Los cuatro subieron las escaleras de los sótanos hasta que llegaron a la planta que estaba al nivel del suelo. Allí, en una especie de vestíbulo de entrada, los aguardaban Atreyu y Fújur.

—¡Lo habéis hecho muy bien los dos! —dijo Bastián dándole palmadas en la espalda a Atreyu.

—¿Qué ha pasado con los gigantes blindados? —quiso saber Atreyu.

—¡Eran cáscaras vacías! —respondió Bastián despreocupadamente—. ¿Dónde está Xayide?

—Arriba, en el salón encantado —repuso Atreyu.

—¡Venid! —dijo Bastián. Se puso otra vez el manto de plata que Atreyu le tendía. Luego subieron todos la ancha escalera de piedra hasta las plantas superiores. Incluso Fújur fue

con ellos.

Cuando Bastián, seguido de su gente, entró en el gran salón encantado, Xayide se levantó de su trono de coral rojo. Era mucho más alta que Bastián y muy hermosa. Vestía una larga túnica de seda violeta, sus cabellos eran rojos como el fuego y los llevaba recogidos en un extraño peinado de trenzas y coletas. Su rostro era pálido como el mármol y pálidas eran sus manos largas y delgadas. Su mirada era extraña y turbadora, y Bastián necesitó algún tiempo para comprender a qué se debía: tenía dos ojos distintos, uno verde y otro rojo. Parecía tener miedo de Bastián, porque temblaba. Bastián desafió su mirada y ella bajó sus largas pestañas.

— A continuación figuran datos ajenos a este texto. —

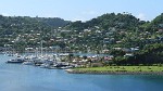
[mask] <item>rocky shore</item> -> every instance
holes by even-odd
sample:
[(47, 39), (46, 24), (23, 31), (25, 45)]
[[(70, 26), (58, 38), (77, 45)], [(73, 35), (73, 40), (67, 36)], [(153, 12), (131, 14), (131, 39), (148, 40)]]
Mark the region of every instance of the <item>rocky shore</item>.
[(163, 72), (110, 72), (110, 70), (78, 70), (78, 69), (66, 69), (70, 74), (92, 74), (92, 75), (162, 75)]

La habitación estaba llena de toda clase de extraños objetos, cuya finalidad no podía adivinarse, grandes esferas con imágenes pintadas, relojes siderales y péndulos que colgaban del techo. Entre ellos había preciosos pebeteros, de los que brotaban nubes espesas de distintos colores que, como una niebla, flotaban sobre el suelo.

Bastián no había dicho nada hasta entonces. Y aquello pareció hacer perder la serenidad a Xayide, que repentinamente corrió a sus pies y se postró ante él. Luego cogió uno de los pies de Bastián y lo puso sobre su cabeza.

—Señor y maestro —dijo con voz profunda y aterciopelada y, de un modo impreciso, oscura—, nadie puede oponerse a ti en Fantasia. Eres más poderoso que todos los poderosos y más peligroso que todos los demonios. Si te place vengarte de mí porque fui suficientemente necia para no comprender tu grandeza, puedes aplastarme con tu pie. He merecido tu cólera. Sin embargo, si quieres demostrar la generosidad que te ha dado fama, incluso con un ser tan indigno como yo, permite que me someta a ti como esclava obediente y prometa servirte con todo lo que soy, poseo y sé. Enséñame a hacer lo que creas conveniente y seré tu discípula humilde, obedeciendo cada gesto de tus ojos. Me arrepiento de lo que quise hacer contigo e imploro tu compasión.